Getting started with IBM Cloud IAM

IBM Cloud® Identity and Access Management (IAM) provides centralized, standards-based identity and access management with fine-grained access control to implement least-privilege access across your enterprise workloads and reduce your attack surface.

Securely authenticate users for platform services and control access to resources consistently across IBM Cloud. A set of services is enabled to use IAM for access control, and are organized into resource groups within your account so you can give users access quickly to more than one resource at a time. Each of these services is labeled as "IAM-enabled" in the catalog. You can use IAM access policies to assign users, service IDs, and trusted profiles access to resources within your account. And, you can group users, service IDs, and trusted profiles into an access group to easily give all members of the group the same level of access.

You can use trusted profiles to automate the grouping and granting of access to users, services, and app identities. By specifying conditions based on SAML attributes for users whose identity is federated from your external identity provider (IdP), users can be granted access to resources without having to be invited to the account if they meet those conditions. For service and app identities, you can define fine-grained authorization for all applications that are running in a compute resource without creating service IDs or managing the API key lifecycle for applications.

IAM access control in an account
How IAM access works in an account by using access groups. Service IDs and select IBM Cloud can also asssume trusted profiles.

For classic infrastructure that doesn't support the use of IAM policies for managing access, see Managing classic infrastructure access.

Complete the following steps to get started with the comprehensive set of IAM features that are available for managing access to your IBM Cloud resources:

  1. Control who can access your resources with fine-grained policies, access groups, and time-based conditions.

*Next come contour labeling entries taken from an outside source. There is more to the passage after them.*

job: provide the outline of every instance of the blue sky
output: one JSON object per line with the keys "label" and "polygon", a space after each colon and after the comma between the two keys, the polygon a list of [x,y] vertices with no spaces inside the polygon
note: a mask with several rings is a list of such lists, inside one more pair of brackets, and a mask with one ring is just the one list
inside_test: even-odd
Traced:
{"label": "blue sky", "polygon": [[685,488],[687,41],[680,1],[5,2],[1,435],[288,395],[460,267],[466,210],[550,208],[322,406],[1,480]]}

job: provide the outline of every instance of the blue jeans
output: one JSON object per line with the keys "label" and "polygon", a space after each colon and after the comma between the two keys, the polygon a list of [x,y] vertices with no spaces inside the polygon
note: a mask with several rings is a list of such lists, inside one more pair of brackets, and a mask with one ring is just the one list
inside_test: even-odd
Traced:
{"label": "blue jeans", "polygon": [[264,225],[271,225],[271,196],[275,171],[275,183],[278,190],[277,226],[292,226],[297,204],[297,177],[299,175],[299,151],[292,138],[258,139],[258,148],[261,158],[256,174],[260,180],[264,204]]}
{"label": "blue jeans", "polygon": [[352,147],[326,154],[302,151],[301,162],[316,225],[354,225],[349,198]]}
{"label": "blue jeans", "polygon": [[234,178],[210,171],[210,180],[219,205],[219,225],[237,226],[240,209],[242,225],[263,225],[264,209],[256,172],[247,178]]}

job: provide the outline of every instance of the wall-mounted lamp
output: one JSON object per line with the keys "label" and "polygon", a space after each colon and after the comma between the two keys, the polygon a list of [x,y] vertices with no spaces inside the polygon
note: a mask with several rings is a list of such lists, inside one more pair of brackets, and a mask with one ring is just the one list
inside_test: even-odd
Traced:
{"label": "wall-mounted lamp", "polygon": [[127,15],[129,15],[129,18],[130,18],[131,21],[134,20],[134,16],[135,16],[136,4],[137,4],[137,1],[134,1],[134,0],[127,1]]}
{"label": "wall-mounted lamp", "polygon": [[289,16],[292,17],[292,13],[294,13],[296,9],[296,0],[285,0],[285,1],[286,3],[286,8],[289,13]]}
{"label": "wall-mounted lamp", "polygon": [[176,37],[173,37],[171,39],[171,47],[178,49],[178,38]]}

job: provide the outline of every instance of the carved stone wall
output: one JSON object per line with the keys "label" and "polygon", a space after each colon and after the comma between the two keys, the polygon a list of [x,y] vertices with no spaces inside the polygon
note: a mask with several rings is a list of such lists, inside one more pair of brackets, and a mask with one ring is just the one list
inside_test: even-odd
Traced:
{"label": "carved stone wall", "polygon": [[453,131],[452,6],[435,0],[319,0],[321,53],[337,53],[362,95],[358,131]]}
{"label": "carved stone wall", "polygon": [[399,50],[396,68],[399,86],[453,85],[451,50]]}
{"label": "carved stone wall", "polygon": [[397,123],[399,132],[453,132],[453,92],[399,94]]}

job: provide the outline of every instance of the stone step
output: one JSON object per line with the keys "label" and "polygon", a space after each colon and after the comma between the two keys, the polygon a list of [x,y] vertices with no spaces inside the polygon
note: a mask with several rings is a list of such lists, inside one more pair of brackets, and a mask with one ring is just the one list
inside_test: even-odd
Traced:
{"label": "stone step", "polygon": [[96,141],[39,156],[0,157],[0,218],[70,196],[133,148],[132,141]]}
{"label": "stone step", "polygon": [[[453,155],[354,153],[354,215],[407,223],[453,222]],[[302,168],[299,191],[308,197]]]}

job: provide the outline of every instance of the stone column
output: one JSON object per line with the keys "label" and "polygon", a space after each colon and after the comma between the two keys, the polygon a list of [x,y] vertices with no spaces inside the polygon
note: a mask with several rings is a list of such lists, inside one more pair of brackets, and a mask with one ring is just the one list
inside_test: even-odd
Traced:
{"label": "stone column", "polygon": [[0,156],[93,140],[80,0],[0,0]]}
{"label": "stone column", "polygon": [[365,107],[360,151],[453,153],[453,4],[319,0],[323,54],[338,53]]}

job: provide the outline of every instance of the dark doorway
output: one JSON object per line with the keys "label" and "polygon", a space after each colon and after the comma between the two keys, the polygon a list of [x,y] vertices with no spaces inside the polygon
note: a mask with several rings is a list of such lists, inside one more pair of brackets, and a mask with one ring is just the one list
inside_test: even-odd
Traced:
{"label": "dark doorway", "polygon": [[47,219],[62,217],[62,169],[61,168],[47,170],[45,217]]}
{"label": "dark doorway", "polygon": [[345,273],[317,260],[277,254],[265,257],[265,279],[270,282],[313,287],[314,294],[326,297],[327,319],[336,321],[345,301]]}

See IAM access concepts and IAM identities.
  2. Plan your access strategy by learning about least privilege access and reviewing IAM policies overview.
  3. Invite users and assign access to your account by following the Assigning access quickstart tutorial.
  4. Automate access for federated users and compute resources without managing credentials. See Managing access for federated users and Managing access for compute resources.
  5. Implement defense in depth with service authorizations and context-based restrictions. See Granting access between services and Leveraging context-based restrictions to secure your resources.